Each point on this graph is a replication of the process; our original result from Part 1 would be one such point. The blue points on the bottom left are what we might have expected - some additional variablility beyond our bootstrap result, but nothing too extreme. The inset plot shows a closer view of these.

The points shown in red seem to be in agreement about an optimal price of $300. But this is only an artifact of the range chosen for the search; all of them "want" a higher price. There's more going on here than suggested by our initial bootstrap results.

Further analysis

Along the way in Part 1, we showed this scatter plot of the posterior samples:

We could do this for each replication, but the result would have too many points to be easily interpretable. Let's instead look at a 95% ellipse for each replication:

The blue/red coloring here is the same as above, and the original posterior sample is overlayed, with the corresponding ellipse in bold. Divergent solutions seem to arise from large values of \(\beta\).

To understand what's going on, let's suppose we had a fixed value for \(\alpha\) and \(\beta\). Recall from Part 1 that the expected profit is

\[ \pi = (P-K) \mu\ , \]

where

\[ \log \mu = \alpha + \beta (\log P - \overline{\log P_0})\ . \]

Setting \(\frac{d\pi}{dP}=0\) and solving for \(P\) gives

\[ \hat{P} = \frac{\beta K}{1+\beta}\ . \]

So as \(\beta\) gets close to \(-1\), our estimate blows up.

To build some intuition about this, consider profit in units of "dollars per day", or equivalently,

\[ \frac{\text{dollars}/\text{purchase}}{\text{days}/\text{purchase}}\ . \]

The numerator of this corresponds to \(P-K\), the denominator to \(\frac{1}{\mu}\).

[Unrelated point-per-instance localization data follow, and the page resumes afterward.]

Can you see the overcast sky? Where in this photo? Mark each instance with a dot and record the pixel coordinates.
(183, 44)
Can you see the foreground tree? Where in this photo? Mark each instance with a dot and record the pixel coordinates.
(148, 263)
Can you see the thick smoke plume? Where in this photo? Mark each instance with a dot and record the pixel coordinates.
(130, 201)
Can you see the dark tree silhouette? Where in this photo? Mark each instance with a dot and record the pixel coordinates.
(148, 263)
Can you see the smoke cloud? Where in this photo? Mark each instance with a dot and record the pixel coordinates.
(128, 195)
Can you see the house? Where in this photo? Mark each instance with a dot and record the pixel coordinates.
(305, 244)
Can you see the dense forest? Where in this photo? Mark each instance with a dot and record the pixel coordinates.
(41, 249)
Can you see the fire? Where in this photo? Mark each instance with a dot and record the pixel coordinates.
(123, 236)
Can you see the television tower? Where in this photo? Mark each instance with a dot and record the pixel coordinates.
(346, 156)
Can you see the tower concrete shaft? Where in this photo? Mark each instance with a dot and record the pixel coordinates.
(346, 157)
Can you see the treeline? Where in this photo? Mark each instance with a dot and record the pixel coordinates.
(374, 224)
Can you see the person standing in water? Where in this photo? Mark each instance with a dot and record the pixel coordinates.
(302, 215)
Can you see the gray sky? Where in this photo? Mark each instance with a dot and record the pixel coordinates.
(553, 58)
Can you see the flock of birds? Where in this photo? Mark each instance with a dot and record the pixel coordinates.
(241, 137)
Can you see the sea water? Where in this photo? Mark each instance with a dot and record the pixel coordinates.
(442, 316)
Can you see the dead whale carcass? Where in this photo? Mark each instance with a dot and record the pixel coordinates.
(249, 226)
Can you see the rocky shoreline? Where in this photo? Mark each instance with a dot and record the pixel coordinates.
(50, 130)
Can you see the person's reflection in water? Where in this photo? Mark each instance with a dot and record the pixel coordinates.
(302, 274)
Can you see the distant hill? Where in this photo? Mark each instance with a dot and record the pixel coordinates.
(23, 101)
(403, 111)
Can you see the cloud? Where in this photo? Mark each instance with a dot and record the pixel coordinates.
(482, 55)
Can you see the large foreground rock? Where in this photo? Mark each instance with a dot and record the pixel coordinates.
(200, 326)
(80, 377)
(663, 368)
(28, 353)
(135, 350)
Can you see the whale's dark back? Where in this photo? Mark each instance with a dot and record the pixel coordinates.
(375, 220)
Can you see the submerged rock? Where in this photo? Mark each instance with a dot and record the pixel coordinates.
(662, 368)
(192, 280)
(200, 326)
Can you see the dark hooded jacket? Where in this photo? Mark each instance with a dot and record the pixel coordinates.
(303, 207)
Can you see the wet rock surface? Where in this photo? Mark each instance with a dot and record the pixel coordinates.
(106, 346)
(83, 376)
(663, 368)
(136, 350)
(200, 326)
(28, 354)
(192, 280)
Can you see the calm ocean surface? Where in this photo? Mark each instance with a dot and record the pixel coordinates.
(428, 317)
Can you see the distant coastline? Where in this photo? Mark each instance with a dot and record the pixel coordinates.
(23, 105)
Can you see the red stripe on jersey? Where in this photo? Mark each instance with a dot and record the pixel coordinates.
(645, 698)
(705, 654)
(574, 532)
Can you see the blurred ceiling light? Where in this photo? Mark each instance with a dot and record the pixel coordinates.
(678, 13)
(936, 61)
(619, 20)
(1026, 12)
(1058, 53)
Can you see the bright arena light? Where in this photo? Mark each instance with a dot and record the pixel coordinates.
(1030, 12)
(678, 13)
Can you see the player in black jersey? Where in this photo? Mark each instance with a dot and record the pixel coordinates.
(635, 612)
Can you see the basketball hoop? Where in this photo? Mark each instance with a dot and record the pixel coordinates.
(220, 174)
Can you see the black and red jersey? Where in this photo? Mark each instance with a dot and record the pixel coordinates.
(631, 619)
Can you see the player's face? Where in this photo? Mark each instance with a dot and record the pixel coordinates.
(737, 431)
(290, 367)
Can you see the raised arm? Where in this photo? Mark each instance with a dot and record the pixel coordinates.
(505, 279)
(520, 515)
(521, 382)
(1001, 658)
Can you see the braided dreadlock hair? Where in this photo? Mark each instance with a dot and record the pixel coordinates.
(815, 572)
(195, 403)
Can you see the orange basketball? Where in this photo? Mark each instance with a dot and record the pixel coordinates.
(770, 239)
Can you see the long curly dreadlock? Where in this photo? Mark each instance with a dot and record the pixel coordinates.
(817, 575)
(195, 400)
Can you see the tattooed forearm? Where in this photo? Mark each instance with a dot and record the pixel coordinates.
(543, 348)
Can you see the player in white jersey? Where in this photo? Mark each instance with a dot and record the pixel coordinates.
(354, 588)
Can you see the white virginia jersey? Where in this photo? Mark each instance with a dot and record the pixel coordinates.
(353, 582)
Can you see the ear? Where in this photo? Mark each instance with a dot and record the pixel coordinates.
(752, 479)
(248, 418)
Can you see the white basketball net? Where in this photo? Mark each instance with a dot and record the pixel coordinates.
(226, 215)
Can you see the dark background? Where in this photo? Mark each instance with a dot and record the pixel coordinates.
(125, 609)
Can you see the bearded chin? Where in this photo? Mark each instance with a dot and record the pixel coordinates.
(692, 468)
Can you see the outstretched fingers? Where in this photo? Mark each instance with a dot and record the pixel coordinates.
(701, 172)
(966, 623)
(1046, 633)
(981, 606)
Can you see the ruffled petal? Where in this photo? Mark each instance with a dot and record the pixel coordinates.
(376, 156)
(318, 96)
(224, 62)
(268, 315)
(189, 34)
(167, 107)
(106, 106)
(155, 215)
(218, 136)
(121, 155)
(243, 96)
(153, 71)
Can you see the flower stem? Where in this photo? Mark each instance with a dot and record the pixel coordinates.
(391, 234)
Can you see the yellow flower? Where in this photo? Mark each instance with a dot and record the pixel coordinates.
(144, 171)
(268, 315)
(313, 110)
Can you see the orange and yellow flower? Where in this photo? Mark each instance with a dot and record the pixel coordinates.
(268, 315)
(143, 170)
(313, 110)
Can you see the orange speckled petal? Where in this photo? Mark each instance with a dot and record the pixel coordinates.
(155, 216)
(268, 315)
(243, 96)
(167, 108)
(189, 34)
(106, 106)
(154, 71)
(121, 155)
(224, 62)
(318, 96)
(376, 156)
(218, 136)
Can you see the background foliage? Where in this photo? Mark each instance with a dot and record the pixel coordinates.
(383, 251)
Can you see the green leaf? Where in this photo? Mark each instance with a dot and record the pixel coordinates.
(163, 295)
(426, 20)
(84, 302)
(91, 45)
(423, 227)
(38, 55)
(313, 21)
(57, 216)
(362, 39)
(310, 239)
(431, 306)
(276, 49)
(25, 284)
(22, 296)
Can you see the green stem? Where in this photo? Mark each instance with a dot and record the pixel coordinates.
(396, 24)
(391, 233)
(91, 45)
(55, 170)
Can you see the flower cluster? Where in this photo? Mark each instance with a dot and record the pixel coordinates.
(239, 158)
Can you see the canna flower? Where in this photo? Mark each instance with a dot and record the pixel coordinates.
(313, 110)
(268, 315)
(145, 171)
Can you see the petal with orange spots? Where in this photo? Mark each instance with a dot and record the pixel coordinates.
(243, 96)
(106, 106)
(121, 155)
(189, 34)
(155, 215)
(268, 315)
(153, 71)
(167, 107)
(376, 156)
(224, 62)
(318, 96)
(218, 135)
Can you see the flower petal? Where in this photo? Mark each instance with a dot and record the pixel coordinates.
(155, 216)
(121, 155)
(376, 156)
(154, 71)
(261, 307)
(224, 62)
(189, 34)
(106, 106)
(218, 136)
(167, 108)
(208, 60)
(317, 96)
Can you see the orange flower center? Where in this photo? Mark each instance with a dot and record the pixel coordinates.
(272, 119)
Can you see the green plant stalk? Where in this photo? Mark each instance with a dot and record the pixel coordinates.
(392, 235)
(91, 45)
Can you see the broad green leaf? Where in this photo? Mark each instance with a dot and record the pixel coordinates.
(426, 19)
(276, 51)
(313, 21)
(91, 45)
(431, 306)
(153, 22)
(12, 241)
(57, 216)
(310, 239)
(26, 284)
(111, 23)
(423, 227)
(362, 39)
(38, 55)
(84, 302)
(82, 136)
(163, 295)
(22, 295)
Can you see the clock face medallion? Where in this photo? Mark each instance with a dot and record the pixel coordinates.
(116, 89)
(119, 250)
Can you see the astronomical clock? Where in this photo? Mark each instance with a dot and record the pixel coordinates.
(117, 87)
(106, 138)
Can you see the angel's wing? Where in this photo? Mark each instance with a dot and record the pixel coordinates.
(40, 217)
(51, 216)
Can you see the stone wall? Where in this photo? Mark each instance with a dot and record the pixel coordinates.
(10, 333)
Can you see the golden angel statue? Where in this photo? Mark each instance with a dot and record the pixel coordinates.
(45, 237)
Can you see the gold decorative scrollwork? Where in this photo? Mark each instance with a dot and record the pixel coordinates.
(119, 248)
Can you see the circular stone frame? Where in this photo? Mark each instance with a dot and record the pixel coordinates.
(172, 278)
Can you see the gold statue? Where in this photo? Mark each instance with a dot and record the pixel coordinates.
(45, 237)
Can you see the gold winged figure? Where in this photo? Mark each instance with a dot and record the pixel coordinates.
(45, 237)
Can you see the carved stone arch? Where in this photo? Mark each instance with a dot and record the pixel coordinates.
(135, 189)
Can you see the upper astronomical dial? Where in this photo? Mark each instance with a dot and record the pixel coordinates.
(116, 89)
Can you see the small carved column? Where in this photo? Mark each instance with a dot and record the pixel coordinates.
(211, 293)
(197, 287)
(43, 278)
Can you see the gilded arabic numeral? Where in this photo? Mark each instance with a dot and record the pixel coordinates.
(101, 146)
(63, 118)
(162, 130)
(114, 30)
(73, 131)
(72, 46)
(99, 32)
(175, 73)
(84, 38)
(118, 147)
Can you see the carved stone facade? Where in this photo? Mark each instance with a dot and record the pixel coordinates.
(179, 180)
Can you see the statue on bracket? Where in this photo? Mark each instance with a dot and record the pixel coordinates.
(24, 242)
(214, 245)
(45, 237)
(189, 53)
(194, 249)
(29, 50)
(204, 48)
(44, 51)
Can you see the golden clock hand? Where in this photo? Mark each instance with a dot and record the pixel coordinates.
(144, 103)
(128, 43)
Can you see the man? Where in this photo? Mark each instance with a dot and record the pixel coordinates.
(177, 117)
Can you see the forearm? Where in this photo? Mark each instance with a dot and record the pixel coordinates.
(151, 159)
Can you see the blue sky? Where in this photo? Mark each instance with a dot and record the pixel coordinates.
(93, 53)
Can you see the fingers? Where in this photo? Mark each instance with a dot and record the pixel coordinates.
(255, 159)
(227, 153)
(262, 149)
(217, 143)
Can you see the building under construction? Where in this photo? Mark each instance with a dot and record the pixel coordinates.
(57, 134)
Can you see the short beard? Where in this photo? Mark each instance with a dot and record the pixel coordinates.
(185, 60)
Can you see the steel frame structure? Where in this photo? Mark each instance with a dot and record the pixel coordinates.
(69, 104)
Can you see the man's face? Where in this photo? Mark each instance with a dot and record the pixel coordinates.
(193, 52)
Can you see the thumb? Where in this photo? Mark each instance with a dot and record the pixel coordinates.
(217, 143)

An increase in price increases both the numerator and denominator. When \(\beta < -1\), the denominator grows more quickly, and \(\hat{P}\) is the point of diminishing returns. When \(\beta > -1\), sales still slow down with price increases, but not enough to offset the increased revenue of each sale.

We can also see this in terms of complexity. As a function of \(P\), the numerator is \(O(P)\), but the denominator is \(O(P^{-\beta})\).

An alternative approach

The analysis of the last section gave us a quick way to estimate \(\hat{P}\) for a given \(\beta\). In our original problem, we don't have just a single \(\beta\), but rather a sample from the posterior distribution. Some of these (4%) are greater than \(-1\), leading to nonsensical negative values of our simple \(\frac{\beta K}{1+\beta}\) approach. The remainder follow a ratio distribution (a heavy-tailed distribution of which Cauchy is an example).

Using a mean for estimation in this case is generally not a good idea, but the median works just fine (see John Cook's blog post for some more details).

So we could find all of the per-sample optima, and then take the median of those which are positive. But we can do even better! Medians are preserved under monotonic transformations, so for example the median of the log of a random variable is the log of its median. This simplifies the algorithm considerably, leaving us with this:

def median_of_maxes(t, p):
     = t['β']
    β = np.median([ < -1])
    pmax = 20*β/(1+β)
    _, πmax = predict(t, pmax)
    return (pmax, np.mean(πmax))

Finally, let's see how this compares to the original max-of-means approach:

The distribution of the replicated results are much more consistent than our first attempt.

Conclusion

After some simulation-based analysis, we've improved considerably on our initial attempt at optimization. Our resulting approach is more robust and more computationally efficient. As a bonus, it is expressed in terms of individual samples, making it far more amenable to posterior predictive checks than the original approach.

It may be an overstatement to claim that we should always prefer median-of-maxes to max-of-means. But certainly one should avoid the latter unless a similar analysis to this one has shown a good reason for the choice.